Boko Haram was an avoidable mistake waiting to happen



Over the last year, an esoteric Islamist extremist group has propelled Nigeria to the brink of religious conflict, killed some 500 people in bomb and other attacks, and set off alarm bells worldwide that Africa's most populous country could soon become a terrorist haven.

Boko Haram, as the group has come to be known, has only a few hundred members, and before 2009, they were clustered almost exclusively in one mosque in the small, dusty city of Maiduguri.

But if Boko Haram was the push, Nigeria was close to the edge.

The truth is, Boko Haram could have been anyone. The trouble in Northern Nigeria - and across the country for that matter - has been brewing below the surface for so long that it was bound to boil over.

Nigeria is Africa's largest oil producer and a major supplier of crude to the US. Yet despite its vast wealth, enormously diverse population, impressive economic elite and political dominance in the region, Nigeria fails at doing the one thing it needs to do: delivering any semblance of government, justice, and security for huge sweeps of its 150 million people. The country ranks an abysmal 156th out of 187 countries on the United Nation's Human Development Index despite having the world's 32nd largest GDP.

Material suffering alone doesn't build rebellions, though. What has built Boko Haram - and other movements in the past - is injustice at the hands of arbitrary governance. Boko Haram has won influence and converts by resisting the indignity of encounters with the state. The movement won't go away until the indignities do too.
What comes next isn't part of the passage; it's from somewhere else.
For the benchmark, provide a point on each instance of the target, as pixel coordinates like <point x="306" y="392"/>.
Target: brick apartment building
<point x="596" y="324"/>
In the dusty capitals of the country's north, the grievances are not hard to see. Police wrestle young men off to prison in hopes of winning bribes from their families for their release. Jobs from the state are portioned off to cronies and family members. Corruption is on display; while most people walk or take motorbike taxis where they need to go, roaring convoys of new SUVs shuttle even the most insignificant political office-holders around in freshly pressed suits. The people are useful only when elections roll around - and politicians can buy their votes.

Responding to these degradations, many in the country's north supported a movement at the turn of the century to impose Sharia law there - an attempt to bring true justice to a system that lacked any semblance of such. Sharia was implemented, but the abuses went on. The more extreme supporters of Islamic law retrenched, arguing that the problem was that Sharia hadn't been implemented completely enough.

So emerged Boko Haram, a movement about which the world still knows remarkably little, other than its promises to shatter the status quo.

Boko Haram's aims - to establish a stricter form of Islamic governance - are understood only in the broadest of terms. Rumours of links to Al Qaeda and other international terrorist groups abound, but whether those ties are aspirational or operational is largely conjecture. Even the name Boko Haram (which translates to mean "Western education is banned") is a best guess at the group's intentions; the sect's members call themselves by another name, Jama'atul Alhul Sunnah Lidda'wati wal jihad, or "people committed to the propagation of the Prophet's teachings and jihad."

What transformed Boko Haram from accident to inevitability was simple: the government's response to it, particularly that of the army and the police.

For years, the security forces responded to threats of extremism by rounding up anyone who they thought might possibly be connected. Usually that meant tens or hundreds of innocents would be jailed for every few guilty. When Boko Haram first struck in 2009, the police reacted by raiding their compound and summarily executing the group's leaders.

Since that day, Boko Haram has waged war on the Nigerian police in retaliation. In the middle of last year they took their battle to the Nigerian state and anyone who associates with it. They have bombed the police headquarters and the United Nations compound in Abuja. And most recently, Boko Haram has turned its gaze toward Christians, bombing several churches on Christmas day. The government's response to this has been, predictably, to clamp down.

But what the Nigerian government has done more than anything is score goals on its own side. The hard-handed crackdown has only pushed more and more sympathisers into Boko Haram's camp.

As the extremist group enters its third year in the spotlight, religious and political ambitions have been irreversibly grafted onto it. Boko Haram's grievances have come to symbolise the historical competition between the country's majority-Muslim north and Christian south over the capital Abuja - and all its oil wealth. Countless elites have piled into that competition for control, and some are even thought to be behind the high-profile bombings.

The question in all this is just how long Nigerians will put up with it. And by every indication this week, patience is running thin. Thousands have taken to the streets in a national strike against the end of a petrol subsidy - the only benefit many Nigerians received from their state's vast resource wealth. What's striking is that they aren't holding placards only about the pain of the rising gas prices; Nigerians are also denouncing corruption and mismanagement. They know that no extremist group—however despicable—is to blame for pushing Nigeria to the brink. That was Nigeria's doing.

Elizabeth Dickinson is a freelance journalist and a former Nigeria correspondent for the Economist.